Jai-Alai, for those of you not in “the know,” is kind of like handball, but played with a ball that could qualify as a lethal projectile. This game, coming from the Basque regions of France and Spain, takes place in a court with two players making use of three walls. Each player has a cesta (in Basque, known as a xistera), which is a long and narrow curved basket, attached to his (or her) arm. Basically the players scoop up a very hard rubber ball with the cesta and hurl it against the walls. Things get interesting when you realize just how hard the ball is and how fast it can go.
The ball, or pelota, which is a little smaller than an American baseball, can reach speeds of 180 mph or more. In other words, that little piece of rubber with goatskin covering is a weapon that can end a human life, and has. And even though Jai-Alai originated in the Pyrenees Mountains — Florida (once upon a time) used to be its global hotspot.
How did Jai-Alai (“merry festival”), which also goes by the name of pelota vasca in Spanish, journey from Spain, where men bashed rubber balls against church walls, to the splendor of the Sunshine State? Well, the sport’s popularity in Cuba, which of course dove into the sport through that nation’s connections to Spain, combined with Cuba’s past relationship with the United Sates, is the most obvious answer. In 1904, Jai-Lai, which many refer to as the “fastest sport in the world” (although golf balls have since been clocked at faster speeds) was introduced to the American public at the St. Louis World’s Fair, with many of the best players subsequently coming from Cuba and Spain to compete.
Protective headgear wasn’t required until around 1967, just after a well-known player name Fernando Orbea was whacked in the head with a Jai-Alai ball in Spain. As a result of the impact, he fell into a coma for a week, forgot how to speak English and Spanish for a time (although retained his native Basque), and was forced to retire from the sport when he realized he’d lost his speed and reflexes. He stayed connected to the Jai-Lai world by becoming involved with amateur courts in Florida and Connecticut.
Another big reason Jai-Lai found success in North America was the fact that people could bet on it… and you bet that they did. Gambling, which Americans love, explains a lot about why this Basque/Cuban import was so poplar in the 1960s and 1970s, and sadly, why it has been on the decline ever since. People used to go wild for the sport and the outcome of matches, betting at frontons (courts) in Florida, Connecticut, and Las Vegas. But as other types of gambling became increasingly available to the public — from casinos on Indian reservations to dog tracks and official state lotteries — the allure of betting on Jai-Lai tapered off, as as did venues where people could bet on, and more importantly, play this game.

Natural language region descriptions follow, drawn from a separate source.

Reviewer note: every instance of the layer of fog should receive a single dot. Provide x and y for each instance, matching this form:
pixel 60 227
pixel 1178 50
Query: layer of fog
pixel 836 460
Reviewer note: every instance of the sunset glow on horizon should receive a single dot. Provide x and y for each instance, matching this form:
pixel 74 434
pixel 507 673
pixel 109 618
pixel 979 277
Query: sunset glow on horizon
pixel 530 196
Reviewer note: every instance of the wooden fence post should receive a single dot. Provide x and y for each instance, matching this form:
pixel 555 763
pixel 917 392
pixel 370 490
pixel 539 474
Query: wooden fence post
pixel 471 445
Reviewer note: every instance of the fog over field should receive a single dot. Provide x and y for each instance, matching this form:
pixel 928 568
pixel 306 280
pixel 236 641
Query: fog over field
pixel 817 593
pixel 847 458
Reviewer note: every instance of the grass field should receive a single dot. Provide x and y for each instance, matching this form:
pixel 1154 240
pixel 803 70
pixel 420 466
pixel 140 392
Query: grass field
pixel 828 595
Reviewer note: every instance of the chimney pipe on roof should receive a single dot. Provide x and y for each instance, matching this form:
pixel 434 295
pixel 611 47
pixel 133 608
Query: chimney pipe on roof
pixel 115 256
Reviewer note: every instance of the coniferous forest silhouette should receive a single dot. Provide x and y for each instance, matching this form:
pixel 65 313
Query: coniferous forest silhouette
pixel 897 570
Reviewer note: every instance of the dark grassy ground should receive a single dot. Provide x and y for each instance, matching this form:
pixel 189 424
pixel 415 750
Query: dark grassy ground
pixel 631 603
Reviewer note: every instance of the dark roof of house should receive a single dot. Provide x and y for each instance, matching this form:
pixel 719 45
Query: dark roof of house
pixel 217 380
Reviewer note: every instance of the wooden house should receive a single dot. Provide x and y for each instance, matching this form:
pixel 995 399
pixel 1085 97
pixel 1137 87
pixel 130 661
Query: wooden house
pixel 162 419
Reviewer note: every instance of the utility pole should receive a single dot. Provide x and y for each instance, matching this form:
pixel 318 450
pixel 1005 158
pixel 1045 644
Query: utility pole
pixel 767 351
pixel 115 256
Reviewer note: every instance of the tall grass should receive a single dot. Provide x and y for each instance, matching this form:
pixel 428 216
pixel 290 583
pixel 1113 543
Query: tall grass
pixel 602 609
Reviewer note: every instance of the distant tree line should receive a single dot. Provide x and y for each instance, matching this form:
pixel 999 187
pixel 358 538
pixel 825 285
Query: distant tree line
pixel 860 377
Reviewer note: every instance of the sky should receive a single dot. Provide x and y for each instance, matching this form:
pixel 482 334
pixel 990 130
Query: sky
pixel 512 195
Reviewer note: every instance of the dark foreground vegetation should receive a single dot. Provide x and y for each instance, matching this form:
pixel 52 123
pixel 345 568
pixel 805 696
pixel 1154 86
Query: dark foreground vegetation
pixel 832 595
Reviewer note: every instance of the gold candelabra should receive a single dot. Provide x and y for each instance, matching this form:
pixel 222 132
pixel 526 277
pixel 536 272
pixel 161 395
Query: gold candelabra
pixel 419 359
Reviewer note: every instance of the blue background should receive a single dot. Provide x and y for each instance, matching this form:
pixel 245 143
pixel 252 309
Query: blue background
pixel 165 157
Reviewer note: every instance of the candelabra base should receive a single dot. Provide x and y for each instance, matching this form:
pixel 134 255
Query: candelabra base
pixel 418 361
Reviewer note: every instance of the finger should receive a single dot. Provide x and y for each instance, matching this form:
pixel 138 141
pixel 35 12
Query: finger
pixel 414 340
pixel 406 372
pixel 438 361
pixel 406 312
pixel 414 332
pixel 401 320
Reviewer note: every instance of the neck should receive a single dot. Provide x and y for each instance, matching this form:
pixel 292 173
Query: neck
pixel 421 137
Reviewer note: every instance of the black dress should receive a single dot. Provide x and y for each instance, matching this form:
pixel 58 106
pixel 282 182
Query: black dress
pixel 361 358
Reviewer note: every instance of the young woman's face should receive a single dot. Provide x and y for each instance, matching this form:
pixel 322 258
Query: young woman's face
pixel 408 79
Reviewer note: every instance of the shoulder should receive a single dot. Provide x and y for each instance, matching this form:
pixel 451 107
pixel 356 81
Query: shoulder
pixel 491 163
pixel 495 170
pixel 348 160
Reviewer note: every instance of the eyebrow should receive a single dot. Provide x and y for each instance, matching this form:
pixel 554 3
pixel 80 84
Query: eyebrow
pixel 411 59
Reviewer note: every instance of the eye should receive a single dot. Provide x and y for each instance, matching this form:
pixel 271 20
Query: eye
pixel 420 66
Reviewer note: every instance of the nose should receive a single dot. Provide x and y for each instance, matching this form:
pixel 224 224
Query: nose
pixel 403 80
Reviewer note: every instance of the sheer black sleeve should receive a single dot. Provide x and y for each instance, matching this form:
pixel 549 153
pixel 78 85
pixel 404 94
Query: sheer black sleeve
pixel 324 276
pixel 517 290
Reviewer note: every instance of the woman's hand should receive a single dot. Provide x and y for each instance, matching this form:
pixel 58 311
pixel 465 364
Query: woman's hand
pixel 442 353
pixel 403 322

As conditions declined, professional players went on strike for a few years in the late 1980s and early 1990s. That didn’t help the sport much. The quality of players and matches began to decline as well. And with the rising popularity of betting infrastructures in different casinos, where people could bet on all kinds of sports, Jai-Alai took a backseat, and became a niche diversion.
If enough pelota vasca enthusiasts remain (and promote it), and Jai-Alai can find some footing in the new world of American gambling and sports, perhaps, with time, it could thrive again, and shake things up a little. While baseball and tennis are great, it’d be nice to have a fresh (what’s old is new again), incredibly fast option on the table.